Галлер твердо держался раз выбранной позиции: с одной стороны, он в своих возражениях против гекзаметра уловил реальную слабость немецкого метра: «[…] примесь трохеев обрекает скандирование на неверность и произвол, отнимая у стиха регулярность, какой обладал он у древних» (1760)[38]; «Немецкий гекзаметр удается лишь немногим», — в то время, как греческий язык был музыкальным, современные языки «против него слабы, неловки и беззвучны» (1772)[39]; «Немецкому гекзаметру недостает спондеев, и в нем слишком много односложных слов»; «Если делать гекзаметры, как их обычно делают, так это слишком просто» («Сравнение стихотворений Хагедорна и Галлера», 1772)[40]. С другой стороны, «трезвомыслящий философ торжественнее говорит тогда, когда пользуется законченными каждый для себя стихами», — иначе говоря, Галлер отвергает «анжамбеман», допуская его лишь в самом крайнем случае для выражения аффекта: «[…] стих не должен обрываться на слове, которое слишком тесно взаимосвязано с первым словом последующего стиха» (1774); «[…] делить стихотворения на строки, чтобы потом сливать их воедино, как если бы никакого деления вовсе не производилось, — это кажется нам противоречием» (1775).
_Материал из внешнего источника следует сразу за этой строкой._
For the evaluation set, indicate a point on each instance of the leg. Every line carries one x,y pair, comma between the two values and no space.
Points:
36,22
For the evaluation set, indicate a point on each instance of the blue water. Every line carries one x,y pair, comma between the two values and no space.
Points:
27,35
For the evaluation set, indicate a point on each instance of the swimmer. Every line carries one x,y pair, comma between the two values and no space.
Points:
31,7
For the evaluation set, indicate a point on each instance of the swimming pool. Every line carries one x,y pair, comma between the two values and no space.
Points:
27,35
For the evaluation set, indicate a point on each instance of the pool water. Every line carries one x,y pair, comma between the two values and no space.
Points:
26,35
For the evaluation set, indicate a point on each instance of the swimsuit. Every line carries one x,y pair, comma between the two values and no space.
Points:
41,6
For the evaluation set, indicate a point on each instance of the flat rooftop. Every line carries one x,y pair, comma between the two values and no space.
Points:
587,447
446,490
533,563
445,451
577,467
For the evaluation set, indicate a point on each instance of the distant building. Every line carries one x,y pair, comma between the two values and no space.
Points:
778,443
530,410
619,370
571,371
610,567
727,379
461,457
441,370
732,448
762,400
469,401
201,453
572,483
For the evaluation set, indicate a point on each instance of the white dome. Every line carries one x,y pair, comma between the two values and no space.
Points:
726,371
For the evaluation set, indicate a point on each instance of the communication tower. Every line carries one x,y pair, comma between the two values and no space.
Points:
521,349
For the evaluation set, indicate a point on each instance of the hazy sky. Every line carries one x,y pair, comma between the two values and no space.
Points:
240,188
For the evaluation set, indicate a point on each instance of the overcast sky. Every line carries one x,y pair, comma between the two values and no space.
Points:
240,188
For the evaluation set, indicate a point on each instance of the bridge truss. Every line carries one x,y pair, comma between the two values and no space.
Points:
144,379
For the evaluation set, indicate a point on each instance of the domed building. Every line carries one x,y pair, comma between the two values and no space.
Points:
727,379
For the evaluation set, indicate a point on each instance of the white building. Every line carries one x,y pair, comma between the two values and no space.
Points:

Все это — постоянные поэтологические принципы Галлера, и они находятся во взаимосвязи с его основными эстетическими установками. Поэма «Альпы» тоже писалась александрийским стихом, однако у нее строфическое строение — ее десятистрочные строфы имеют следующую рифмовку:
Сам Галлер сознавал, что «выбрал затруднительный вид стихотворений, который без нужды (!) усложнил мне работу […]. Еще труднее сделалась она благодаря обычаю новых времен, когда сила мыслей возрастает к концу»[41]. Говоря иначе, Галлер вполне отдавал себе отчет в том, какие технические требования предъявляло к нему строение стиха и строфы — он считался с этими «трудностями», которые становились неотъемлемой частью его поэтического мышления. Поэма «Альпы» состоит из 49 (в первом издании — из 48) строф, и каждая из них должна была представлять отдельное замкнутое построение, получающее в конце как бы убедительный финальный аккорд. Этого Галлер и достигает. На его языке это выглядит следующим образом: «Десятистрочные строфы, к которым я прибег, принудили меня сделать равное с ними число отдельных картин и всякий раз заключать в эти десять строк целый предмет»[42].
Итак, каждой строфе соответствует отдельная картина, а слово «картина», естественно, отвечает основному риторическому принципу, в начале XVIII века еще обобщенному и подчеркнутому, согласно которому «поэзия — что живопись». В начале XVIII века описательная поэзия, строящая свои картины-«табло», переживает свой новый расцвет — прежде всего в творчестве высокоталантливого гамбургского поэта Бартольда Хайнриха Брокеса, а в Швейцарии — у самого же Галлера, затем у С.Геснера. В 1766 году последовал контрудар против всей «живописующей» поэзии, когда Г. Э.Лессинг издал свой трактат, который, согласно распространенному недоразумению, раз и навсегда покончил с уподоблением поэзии живописи, доказав его несостоятельность.